We also train our journalists to be very careful with anything that’s pre-published. If you haven’t yet published your story, we don’t want you putting it near a public tool even to get a headline or summarise it. Once it’s published, we’re calmer, but IP issues still come into consideration.
You have to make your own decisions about how comfortable you are using open models, given the terms and conditions.
Do you build everything in-house, or do you buy tools?
We do a mixture. In Thomson Reuters as a whole, we have a buy/build/partner approach to AI.
We have built a lot of our specific tools on the big well-known LLMs and are now looking at building small language models for some of those tasks.
On some less specific tasks, we should partner and not build. For example, we’ve been trialling synthetic voices from ElevenLabs, who are real experts in the text-to-speech field.

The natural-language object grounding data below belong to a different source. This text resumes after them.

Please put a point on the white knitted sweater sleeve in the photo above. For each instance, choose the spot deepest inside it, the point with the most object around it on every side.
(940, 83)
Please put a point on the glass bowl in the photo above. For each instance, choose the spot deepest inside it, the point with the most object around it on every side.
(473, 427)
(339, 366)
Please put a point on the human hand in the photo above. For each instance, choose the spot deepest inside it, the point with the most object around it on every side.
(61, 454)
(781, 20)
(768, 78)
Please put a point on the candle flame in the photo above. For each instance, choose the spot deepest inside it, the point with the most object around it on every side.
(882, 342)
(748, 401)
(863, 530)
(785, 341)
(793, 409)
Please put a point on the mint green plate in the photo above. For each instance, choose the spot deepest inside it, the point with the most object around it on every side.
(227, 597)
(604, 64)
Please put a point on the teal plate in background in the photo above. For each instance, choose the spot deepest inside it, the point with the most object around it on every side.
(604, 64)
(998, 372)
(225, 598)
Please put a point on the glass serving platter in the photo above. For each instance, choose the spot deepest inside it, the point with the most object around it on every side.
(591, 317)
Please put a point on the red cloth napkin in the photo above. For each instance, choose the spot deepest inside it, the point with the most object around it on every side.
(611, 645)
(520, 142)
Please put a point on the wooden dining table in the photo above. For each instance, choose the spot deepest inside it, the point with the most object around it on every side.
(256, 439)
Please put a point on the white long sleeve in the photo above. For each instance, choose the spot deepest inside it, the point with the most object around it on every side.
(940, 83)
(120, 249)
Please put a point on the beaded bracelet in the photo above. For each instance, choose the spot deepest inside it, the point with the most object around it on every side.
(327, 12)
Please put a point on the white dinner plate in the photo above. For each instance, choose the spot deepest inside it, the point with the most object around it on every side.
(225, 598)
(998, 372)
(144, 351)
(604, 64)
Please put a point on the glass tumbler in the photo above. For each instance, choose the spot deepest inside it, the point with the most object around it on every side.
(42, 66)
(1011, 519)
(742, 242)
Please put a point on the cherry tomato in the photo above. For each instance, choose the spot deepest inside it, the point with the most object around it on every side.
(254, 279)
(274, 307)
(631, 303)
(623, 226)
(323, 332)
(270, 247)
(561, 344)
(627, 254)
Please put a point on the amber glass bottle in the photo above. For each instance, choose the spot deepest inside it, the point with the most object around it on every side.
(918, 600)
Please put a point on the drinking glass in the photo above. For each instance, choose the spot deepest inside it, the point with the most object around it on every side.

They’ve built an amazing library of voices which get better by the month.
It comes back to knowing your use cases, your newsroom’s needs, your resources, your budget, how important latency is. Depending on the answer, you build or buy.
What was your journey from traditional publishing to Head of AI Strategy, and what advice would you give others?
This is my third transition. The first was from text into video, the second from traditional publishing to digital, and now from that into AI.
The key in this transition was throwing myself in even though I’m not a technologist. Instead I treated it like a reporting assignment and gave myself the task of learning about it. I started playing with ChatGPT and quickly realised this was the start of a major change. Then we made it practical.
A colleague and I chose two important newsroom tasks we thought GenAI could help with. We worked with a few amazing data scientists and did proofs of concept. We learned what was possible and wasn’t.
We shared the results and other people got excited – and scared – thinking, “We have to get on this quickly.” That’s when we started formalising my personal interest into a job, to bring structure to the next wave of transformation.
As part of that, I was invited to do a three-month secondment at TR Labs, our AI research unit. For the first three weeks, I didn’t understand anything, but the team was incredibly generous and just living through sprints, scrum ceremonies and the like taught me a huge amount both about AI and how to deploy it into production.
I worked with people half my age but twice as intelligent. It was brilliant—an opportunity to learn from people with different expertise and combine my knowledge of news with theirs on AI.
What would you say to someone who feels scared or left behind by AI in the newsroom?
Just jump in. This world of AI is moving incredibly fast. Even if your job is to lead AI strategy, new models or techniques come out constantly so you can’t always be at the front of the wave.
Give yourself permission not to have to know everything. Go back to first principles: how might AI help me or us? What should we try? And then get on and try it.